Albums like these that haven’t passed as much time between now and its release or even albums that have passed the same amount of time are not getting the same recognition. However, it seems they are all deserving of it.
But, I mean who really cares that it’s been 10 years since the “Aeroplane over the Sea?” Is Jeff Mangum more of a genius? And does it mean that just because it hadn’t occurred to someone that he is a genius in the past 10 years that the album wasn’t significant before? Does it mean that great albums before turning 10 years old the group must not really cut the mustard in terms of a significant place in art? I mean the whole thing is so masturbatory anyway; trying to make everything larger than life.
Nevertheless, if I’ve learned anything since entering the real world is that sometimes you have to play the game, and while I’m playing it, it might as well be fair. I mean really if we’re going to include Jeff Mangum and his band of hotel members well let’s just start a list of albums in the last 10 years that have really made a difference. I mean think of it, in 1997/early 1998 Third Eye Blind was top of the pops. (Not to put down Third Eye Blind … I really do enjoy most of their songs quite a bit).
1.) Radiohead “OK Computer”
2.) Modest Mouse “Lonesome Crowded West”
3.) Ben Folds Five “Whatever and Ever Amen”
4.) Blur “Blur”
5.) Elliott Smith “Either/Or”
6.) The Verve “Urban Hymns”
7.) Grandaddy “Under the Western Freeway”
All turned 10 this past year and yet I didn’t notice any renewed interest in these groundbreaking albums.
However, I don’t want to give the impression that I’m trying to create a 1997 canon, which would ultimately be impossible.

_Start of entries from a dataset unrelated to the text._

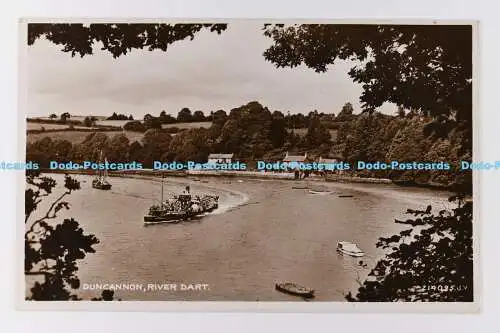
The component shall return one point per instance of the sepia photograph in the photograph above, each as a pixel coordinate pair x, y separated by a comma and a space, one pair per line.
275, 162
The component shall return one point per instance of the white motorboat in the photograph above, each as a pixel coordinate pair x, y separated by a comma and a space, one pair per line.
350, 249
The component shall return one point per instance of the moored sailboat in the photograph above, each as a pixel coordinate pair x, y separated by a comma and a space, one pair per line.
100, 182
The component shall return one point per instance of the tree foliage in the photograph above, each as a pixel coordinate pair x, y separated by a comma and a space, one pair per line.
426, 67
115, 38
52, 249
433, 264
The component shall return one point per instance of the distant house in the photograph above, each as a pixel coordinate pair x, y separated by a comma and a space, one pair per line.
295, 158
329, 161
220, 158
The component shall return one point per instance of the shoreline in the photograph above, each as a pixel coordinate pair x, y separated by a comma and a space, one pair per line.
249, 175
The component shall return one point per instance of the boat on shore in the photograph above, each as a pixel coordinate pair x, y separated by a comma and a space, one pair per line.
180, 207
349, 249
294, 289
101, 182
320, 192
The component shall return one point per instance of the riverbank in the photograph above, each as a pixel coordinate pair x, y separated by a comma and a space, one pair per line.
231, 174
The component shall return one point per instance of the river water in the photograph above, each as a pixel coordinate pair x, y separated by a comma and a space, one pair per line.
264, 231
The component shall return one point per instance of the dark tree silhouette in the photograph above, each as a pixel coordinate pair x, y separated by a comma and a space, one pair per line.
116, 38
53, 249
433, 265
423, 68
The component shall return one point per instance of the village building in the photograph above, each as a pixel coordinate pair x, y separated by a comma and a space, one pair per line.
295, 159
332, 162
220, 158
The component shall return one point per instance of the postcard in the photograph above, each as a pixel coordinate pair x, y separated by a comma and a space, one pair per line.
261, 165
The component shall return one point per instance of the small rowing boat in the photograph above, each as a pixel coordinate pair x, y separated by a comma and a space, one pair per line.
295, 289
320, 192
350, 249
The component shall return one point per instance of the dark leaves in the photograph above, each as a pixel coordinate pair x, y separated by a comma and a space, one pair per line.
118, 39
52, 250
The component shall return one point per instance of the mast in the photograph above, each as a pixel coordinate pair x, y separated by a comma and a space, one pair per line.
105, 169
162, 191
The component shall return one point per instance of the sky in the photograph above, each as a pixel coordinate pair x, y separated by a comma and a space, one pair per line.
209, 73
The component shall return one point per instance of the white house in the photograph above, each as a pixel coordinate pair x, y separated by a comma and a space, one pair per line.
294, 158
220, 158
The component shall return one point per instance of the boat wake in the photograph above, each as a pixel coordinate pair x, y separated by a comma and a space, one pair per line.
230, 200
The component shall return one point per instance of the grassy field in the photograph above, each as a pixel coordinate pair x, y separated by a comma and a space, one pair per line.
77, 137
302, 132
38, 126
204, 124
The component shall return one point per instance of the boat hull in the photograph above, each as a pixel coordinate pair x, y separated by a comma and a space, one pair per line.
292, 289
175, 217
352, 254
104, 187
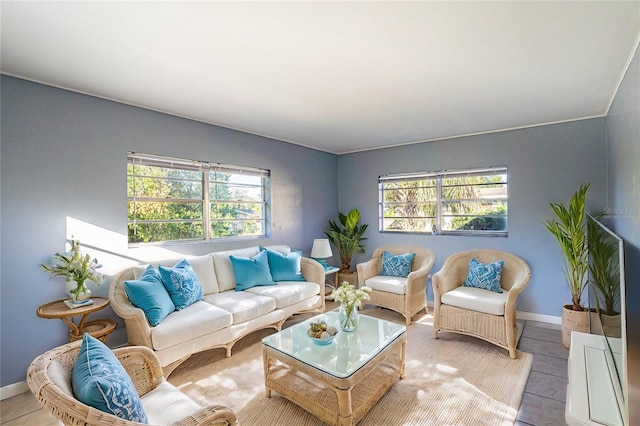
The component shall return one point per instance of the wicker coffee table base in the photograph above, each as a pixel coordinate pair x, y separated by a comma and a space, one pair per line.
334, 400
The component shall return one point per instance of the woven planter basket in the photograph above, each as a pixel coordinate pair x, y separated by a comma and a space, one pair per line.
573, 321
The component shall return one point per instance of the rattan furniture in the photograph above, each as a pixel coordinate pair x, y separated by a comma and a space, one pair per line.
340, 382
407, 296
100, 329
499, 329
49, 378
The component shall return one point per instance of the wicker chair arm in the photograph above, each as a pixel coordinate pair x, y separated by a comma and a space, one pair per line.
138, 328
143, 367
368, 269
211, 415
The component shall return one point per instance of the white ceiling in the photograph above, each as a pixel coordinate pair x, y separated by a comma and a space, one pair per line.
336, 76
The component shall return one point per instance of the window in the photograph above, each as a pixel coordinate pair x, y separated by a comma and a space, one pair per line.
172, 199
470, 202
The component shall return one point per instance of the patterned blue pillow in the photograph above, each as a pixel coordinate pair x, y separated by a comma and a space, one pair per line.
182, 283
149, 294
397, 265
251, 272
285, 267
100, 381
484, 276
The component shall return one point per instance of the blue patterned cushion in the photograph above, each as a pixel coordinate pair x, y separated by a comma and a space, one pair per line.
397, 265
100, 381
484, 276
251, 272
285, 267
149, 294
182, 284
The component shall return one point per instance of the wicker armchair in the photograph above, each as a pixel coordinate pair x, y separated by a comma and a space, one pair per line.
49, 378
493, 315
404, 295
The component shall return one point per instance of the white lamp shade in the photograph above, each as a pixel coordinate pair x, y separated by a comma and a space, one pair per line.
321, 249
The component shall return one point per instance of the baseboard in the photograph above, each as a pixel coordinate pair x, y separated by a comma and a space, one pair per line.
13, 390
530, 316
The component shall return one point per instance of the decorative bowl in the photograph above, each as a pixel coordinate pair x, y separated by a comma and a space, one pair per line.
323, 341
320, 333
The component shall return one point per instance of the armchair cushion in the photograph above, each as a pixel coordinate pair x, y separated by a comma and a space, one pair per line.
396, 285
99, 380
485, 276
149, 294
182, 283
396, 265
165, 405
476, 299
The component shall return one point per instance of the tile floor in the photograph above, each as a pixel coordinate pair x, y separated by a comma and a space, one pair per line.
543, 401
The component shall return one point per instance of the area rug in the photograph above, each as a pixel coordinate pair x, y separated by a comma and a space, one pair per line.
453, 380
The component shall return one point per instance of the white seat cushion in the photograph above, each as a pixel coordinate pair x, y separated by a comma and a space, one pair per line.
242, 305
477, 299
396, 285
287, 293
198, 319
166, 404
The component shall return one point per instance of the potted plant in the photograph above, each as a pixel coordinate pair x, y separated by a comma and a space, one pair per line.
348, 238
569, 230
604, 270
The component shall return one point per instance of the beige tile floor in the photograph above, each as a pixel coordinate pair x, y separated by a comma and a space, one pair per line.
543, 401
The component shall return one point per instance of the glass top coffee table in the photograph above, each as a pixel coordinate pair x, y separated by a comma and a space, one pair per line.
339, 382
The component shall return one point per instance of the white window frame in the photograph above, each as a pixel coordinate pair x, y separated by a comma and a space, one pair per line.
208, 172
440, 216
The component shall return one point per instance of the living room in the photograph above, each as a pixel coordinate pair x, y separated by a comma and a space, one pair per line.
64, 159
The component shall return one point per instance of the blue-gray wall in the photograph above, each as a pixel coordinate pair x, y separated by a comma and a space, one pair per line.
623, 187
64, 156
545, 164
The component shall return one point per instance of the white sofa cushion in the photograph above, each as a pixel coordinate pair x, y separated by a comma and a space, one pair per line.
287, 293
224, 269
199, 319
242, 305
166, 405
477, 299
396, 285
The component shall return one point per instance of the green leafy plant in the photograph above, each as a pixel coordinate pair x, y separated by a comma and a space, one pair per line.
347, 238
569, 231
75, 267
604, 268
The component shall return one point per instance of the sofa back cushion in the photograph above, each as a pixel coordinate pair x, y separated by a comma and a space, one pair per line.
224, 269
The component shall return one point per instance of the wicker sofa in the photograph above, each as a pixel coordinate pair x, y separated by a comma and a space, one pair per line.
224, 315
49, 378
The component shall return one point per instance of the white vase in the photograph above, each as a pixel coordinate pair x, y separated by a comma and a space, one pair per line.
78, 296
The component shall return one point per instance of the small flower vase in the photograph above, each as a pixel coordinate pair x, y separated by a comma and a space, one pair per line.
348, 317
77, 292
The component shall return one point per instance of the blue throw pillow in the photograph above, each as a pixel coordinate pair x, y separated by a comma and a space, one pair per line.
397, 265
148, 293
182, 283
251, 272
285, 267
484, 276
100, 381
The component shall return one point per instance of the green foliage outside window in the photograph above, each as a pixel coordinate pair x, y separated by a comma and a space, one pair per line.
168, 203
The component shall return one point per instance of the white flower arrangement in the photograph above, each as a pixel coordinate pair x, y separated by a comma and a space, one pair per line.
351, 297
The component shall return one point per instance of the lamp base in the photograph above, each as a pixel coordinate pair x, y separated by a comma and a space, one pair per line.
322, 262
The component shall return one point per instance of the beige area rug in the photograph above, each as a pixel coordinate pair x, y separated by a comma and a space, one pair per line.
454, 380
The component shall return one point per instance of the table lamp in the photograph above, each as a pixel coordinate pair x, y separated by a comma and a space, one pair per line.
320, 251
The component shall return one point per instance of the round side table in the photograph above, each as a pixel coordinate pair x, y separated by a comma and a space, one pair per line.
99, 329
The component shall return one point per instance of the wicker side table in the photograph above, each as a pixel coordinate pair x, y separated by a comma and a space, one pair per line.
100, 329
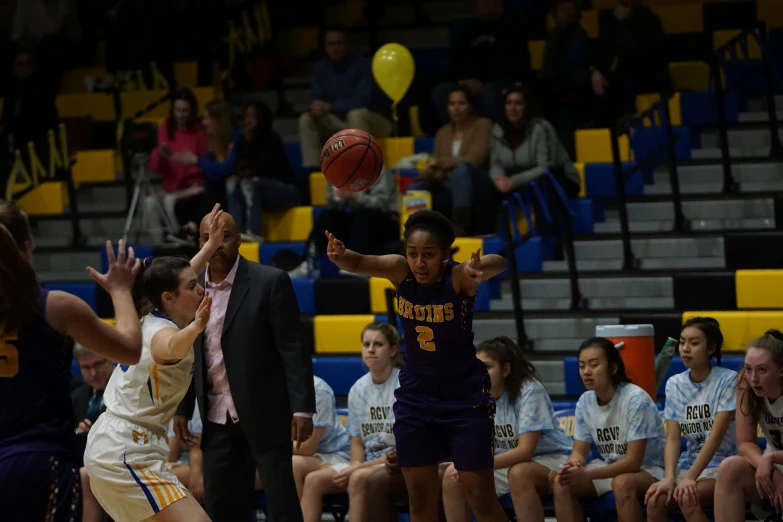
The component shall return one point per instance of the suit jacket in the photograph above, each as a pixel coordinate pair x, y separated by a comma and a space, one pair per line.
269, 370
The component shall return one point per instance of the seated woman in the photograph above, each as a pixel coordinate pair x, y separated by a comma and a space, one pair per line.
328, 445
367, 220
756, 475
700, 406
181, 133
625, 425
530, 446
370, 421
524, 149
256, 170
457, 176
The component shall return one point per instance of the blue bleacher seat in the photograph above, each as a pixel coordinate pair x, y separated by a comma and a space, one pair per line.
87, 292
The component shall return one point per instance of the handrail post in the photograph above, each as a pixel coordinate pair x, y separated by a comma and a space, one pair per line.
513, 279
729, 185
629, 262
775, 148
671, 153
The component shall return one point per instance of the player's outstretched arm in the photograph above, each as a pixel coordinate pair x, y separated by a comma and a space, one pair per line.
391, 267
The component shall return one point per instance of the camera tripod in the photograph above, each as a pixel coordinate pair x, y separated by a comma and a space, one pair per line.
144, 192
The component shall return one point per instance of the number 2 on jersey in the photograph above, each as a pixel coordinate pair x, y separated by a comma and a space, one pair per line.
9, 357
425, 338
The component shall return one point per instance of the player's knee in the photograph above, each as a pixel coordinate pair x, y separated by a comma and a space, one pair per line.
624, 487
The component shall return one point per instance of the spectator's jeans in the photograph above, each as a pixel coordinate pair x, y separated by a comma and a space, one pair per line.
248, 198
490, 100
460, 191
313, 132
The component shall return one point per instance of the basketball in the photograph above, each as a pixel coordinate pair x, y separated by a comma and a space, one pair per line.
351, 160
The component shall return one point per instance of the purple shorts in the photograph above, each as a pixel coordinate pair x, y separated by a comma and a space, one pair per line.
435, 420
38, 487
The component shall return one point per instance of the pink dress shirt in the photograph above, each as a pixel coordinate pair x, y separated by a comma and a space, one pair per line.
219, 400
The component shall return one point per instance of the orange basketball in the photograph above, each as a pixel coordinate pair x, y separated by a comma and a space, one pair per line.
351, 160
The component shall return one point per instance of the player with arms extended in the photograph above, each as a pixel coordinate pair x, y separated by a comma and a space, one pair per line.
444, 409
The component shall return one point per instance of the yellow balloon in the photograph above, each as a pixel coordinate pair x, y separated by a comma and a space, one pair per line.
393, 69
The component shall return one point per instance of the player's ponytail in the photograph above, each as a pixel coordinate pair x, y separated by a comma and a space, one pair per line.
505, 351
771, 342
18, 283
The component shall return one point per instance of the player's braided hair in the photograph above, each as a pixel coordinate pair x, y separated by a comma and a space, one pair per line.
432, 222
18, 282
711, 330
505, 351
772, 342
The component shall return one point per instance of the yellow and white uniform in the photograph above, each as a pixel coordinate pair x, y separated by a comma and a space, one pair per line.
127, 447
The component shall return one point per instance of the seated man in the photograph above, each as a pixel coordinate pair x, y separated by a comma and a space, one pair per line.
341, 98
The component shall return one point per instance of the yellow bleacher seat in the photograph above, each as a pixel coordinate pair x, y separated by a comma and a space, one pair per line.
72, 82
770, 12
466, 245
580, 169
49, 198
739, 328
186, 74
595, 146
317, 189
690, 76
536, 48
394, 149
644, 101
680, 18
291, 225
589, 23
378, 286
99, 106
721, 37
94, 165
759, 289
339, 333
249, 251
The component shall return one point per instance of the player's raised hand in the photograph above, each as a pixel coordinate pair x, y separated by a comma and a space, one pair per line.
336, 249
122, 269
202, 314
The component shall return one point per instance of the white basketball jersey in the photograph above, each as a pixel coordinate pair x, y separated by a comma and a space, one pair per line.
148, 393
771, 422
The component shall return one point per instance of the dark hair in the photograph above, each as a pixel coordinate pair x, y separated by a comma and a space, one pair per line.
392, 336
612, 355
433, 222
184, 94
469, 96
18, 283
505, 351
711, 330
772, 342
157, 276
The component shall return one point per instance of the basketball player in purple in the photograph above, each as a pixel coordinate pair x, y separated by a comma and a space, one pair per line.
444, 409
39, 463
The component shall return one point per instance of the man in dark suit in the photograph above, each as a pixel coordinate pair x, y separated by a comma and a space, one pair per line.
254, 382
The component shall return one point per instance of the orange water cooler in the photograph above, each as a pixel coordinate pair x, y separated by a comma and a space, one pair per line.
638, 353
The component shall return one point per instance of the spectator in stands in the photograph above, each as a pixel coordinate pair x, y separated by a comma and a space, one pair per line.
368, 220
186, 461
565, 76
370, 403
527, 156
181, 132
530, 445
329, 444
491, 54
457, 176
341, 98
632, 60
29, 111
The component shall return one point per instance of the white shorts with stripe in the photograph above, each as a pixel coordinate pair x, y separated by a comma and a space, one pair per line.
127, 468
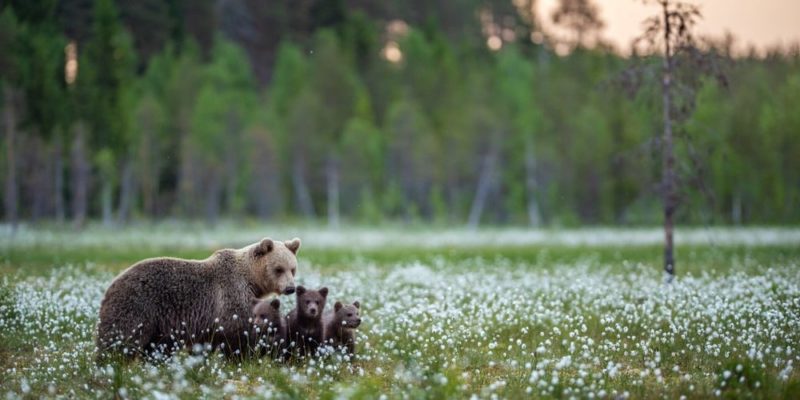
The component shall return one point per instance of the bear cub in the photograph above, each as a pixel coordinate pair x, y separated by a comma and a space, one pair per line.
340, 326
269, 327
304, 322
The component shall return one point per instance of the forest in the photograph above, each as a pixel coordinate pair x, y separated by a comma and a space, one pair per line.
366, 111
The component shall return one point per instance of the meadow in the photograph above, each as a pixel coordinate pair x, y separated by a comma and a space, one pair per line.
448, 313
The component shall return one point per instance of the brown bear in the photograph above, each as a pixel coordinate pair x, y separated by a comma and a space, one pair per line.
341, 324
269, 327
304, 323
162, 304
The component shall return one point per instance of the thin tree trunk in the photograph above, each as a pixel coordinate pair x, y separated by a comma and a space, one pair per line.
230, 175
80, 176
301, 189
668, 156
107, 202
12, 191
265, 186
332, 174
126, 192
35, 191
58, 179
148, 171
485, 182
736, 209
213, 198
534, 217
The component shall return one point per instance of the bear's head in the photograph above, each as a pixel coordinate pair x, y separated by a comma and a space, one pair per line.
311, 303
349, 315
267, 313
274, 264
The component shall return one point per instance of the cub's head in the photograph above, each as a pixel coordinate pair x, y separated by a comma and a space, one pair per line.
274, 264
348, 314
267, 313
310, 303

This is mostly impossible because there were so many different albums that turned 10 years old that are pretty significant. How do we decide which to chose? Is it that Neutral Milk Hotel is more obscure and their greatness less well known; highly doubtful considering the rise of “independent” music media such as Pitchfork and their assimilation into pop culture. “OK Computer,” one of the most influential albums of the ’90s didn’t get much of a write up in the major news media.
A culture so interested in the passage of time that we forget that sometimes the greatest achievements aren’t really that great only 10 years later. But what’s someone to do? I mean if you don’t talk about it, well it seems like we all might miss out on being the first to proclaim something as a classic and God forbid that happens.
It’s like having a ’90s party, it’s like ’80s night. Those decades are so fresh in everyone’s mind it seems we still act like they weren’t that long ago. I’m sure our parents didn’t have ’60s parties in 1982.
But that’s what’s happening, one giant push to start remembering before we all forget. I can still remember when it took an hour to download a picture on AOL, I remember when I used to “save up” to buy albums but does that mean we have to milk it for the sake of having something to say? Is it funny that we remember these things or is it sad that it’s all we can remember? Maybe I’m just getting old at an accelerated rate, I watched “Men in Black” last night and realized how not real everything looked. It’s like Ferris said, “life does go fast,” it’s just I didn’t expect it to go this fast.